What I Think I Did
A Season of Survival
In Two Acts
Larry Woiwode
(Basic Books)Larry Woiwode lives to hell and gone in south-west North Dakota, and what he offers us here is an excellent guide on what not to do in the winter if you live to hell and gone in south-west North Dakota. First, don't turn down an empty side road at dusk, one you're unfamiliar with --- driving a big American car with no chains when a snow storm is about to hit, especially if you are dressed in a light summer shirt. Also, don't try to turn around so the back wheels will end up in a ditch filled with ice when you are five miles from civilization.Then, if you order a wood-burning furnace for your home, set it up exactly as the company recommends; don't bring in a local plumber. Get batteries to keep the water circulating if the local power goes off, because if your 440 gallons of water freezes in the middle of January, you'll have a cracked block that's going to beat anything you might come up with in your big American car.

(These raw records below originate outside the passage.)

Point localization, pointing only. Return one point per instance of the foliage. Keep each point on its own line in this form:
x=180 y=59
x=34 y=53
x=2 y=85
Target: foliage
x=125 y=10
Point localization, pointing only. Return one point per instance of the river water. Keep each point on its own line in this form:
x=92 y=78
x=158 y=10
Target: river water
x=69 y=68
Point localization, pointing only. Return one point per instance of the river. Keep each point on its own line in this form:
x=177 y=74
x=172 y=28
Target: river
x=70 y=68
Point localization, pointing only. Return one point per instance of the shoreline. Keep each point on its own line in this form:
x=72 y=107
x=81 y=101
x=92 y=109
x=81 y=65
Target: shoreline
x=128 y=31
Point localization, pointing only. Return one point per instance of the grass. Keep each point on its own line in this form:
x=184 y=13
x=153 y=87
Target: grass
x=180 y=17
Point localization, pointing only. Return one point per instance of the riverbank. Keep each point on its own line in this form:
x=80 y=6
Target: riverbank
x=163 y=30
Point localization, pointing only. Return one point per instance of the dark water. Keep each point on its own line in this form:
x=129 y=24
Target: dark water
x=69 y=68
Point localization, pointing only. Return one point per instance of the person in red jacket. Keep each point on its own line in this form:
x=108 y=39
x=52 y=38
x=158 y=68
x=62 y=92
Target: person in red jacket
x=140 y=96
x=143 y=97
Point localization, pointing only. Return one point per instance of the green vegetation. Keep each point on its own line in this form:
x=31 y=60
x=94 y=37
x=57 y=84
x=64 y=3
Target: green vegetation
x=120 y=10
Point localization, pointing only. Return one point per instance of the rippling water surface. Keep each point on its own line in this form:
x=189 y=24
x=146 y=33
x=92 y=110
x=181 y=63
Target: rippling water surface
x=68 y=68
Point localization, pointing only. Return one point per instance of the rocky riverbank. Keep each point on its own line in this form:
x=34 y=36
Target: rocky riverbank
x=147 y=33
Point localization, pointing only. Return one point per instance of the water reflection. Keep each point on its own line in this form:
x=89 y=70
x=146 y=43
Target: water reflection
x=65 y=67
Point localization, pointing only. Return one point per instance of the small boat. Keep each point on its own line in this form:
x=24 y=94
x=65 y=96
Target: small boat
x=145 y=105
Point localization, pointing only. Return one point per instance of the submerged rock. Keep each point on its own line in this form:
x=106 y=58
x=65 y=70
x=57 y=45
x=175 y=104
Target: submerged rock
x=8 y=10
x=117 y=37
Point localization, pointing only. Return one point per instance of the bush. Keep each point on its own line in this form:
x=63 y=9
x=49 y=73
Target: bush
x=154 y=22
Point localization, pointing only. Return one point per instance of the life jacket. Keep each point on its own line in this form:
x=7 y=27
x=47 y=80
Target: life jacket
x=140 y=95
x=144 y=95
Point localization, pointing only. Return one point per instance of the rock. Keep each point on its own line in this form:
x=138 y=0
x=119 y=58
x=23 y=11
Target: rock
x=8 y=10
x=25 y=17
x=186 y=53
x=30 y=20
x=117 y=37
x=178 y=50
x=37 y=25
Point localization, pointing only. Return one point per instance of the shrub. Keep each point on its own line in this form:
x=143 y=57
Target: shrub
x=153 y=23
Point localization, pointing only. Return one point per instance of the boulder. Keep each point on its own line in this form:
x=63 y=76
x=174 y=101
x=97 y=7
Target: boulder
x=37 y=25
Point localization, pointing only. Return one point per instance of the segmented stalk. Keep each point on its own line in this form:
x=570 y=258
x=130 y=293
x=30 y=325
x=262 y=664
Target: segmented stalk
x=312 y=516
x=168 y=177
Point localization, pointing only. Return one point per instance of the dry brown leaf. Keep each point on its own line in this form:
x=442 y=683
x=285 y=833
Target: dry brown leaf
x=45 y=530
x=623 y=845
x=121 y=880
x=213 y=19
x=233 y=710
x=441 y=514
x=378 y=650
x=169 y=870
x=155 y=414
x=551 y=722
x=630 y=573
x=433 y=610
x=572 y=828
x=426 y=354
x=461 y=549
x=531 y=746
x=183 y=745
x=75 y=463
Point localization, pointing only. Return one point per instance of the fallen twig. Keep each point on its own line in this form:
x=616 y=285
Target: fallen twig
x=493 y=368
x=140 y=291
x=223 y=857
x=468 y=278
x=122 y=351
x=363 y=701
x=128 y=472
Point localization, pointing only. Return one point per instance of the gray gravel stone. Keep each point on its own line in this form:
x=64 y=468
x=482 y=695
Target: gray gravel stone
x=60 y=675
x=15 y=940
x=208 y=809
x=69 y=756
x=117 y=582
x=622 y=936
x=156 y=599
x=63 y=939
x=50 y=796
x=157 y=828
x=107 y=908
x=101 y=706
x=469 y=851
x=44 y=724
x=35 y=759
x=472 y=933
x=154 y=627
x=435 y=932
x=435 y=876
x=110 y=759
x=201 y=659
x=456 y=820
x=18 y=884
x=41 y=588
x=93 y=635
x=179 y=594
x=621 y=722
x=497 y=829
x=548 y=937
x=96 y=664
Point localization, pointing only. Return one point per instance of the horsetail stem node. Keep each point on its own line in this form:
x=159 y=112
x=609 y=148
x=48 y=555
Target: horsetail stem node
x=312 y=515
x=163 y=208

These bits of North Dakota lore are fine and dandy, but unfortunately, Woiwode mixes them up with these spooks, heavies that keep popping up, screwing up this otherwise mildly entertaining guide to survival in the great plains, spooks named W. H. Auden, James Wright, William Maxwell, John Cheever, Robert Frost, Robert Bly, Truman Capote, Norman Mailer, John Updike, and William Shawn. These are all people that Woiwode has met, or wants to meet, or has spoken to, or has passed on the streets of New York, people who invariably stop him to tell him what a great writer he is.
Once, his agent told him to get in touch with James Wright: "Just call him. Jim loves your book." Jim Wright turns out to be a bit of a name-dropper too. He tells Woiwode, "When I finished my first book I showed it to Wystan Auden." Not W. H., mind you. Wystan.
Woiwode manages to run into Mailer in a subway stop in Manhattan. Mailer asks, "How's the book doing?" This gives Woiwode the chance to let Mailer (and the hapless reader) know that it's in its twelfth printing. "Good for you!" says Mailer. "Give me a break!" says the reader.
The acme is a name-drop triple header of the century: Woiwode is [1] talking to William Maxwell in [2] the offices of The New Yorker magazine when [3] --- mirabile dictu! ---William Shawn just happens to pop in:
"Ay, yes, Mr. Woiwode," he said, pronouncing it right...."A wonderful story."
It's too bad that Mailer coöpted the title Advertisements for Myself. It would have been a natural for this egregious bit of puffery.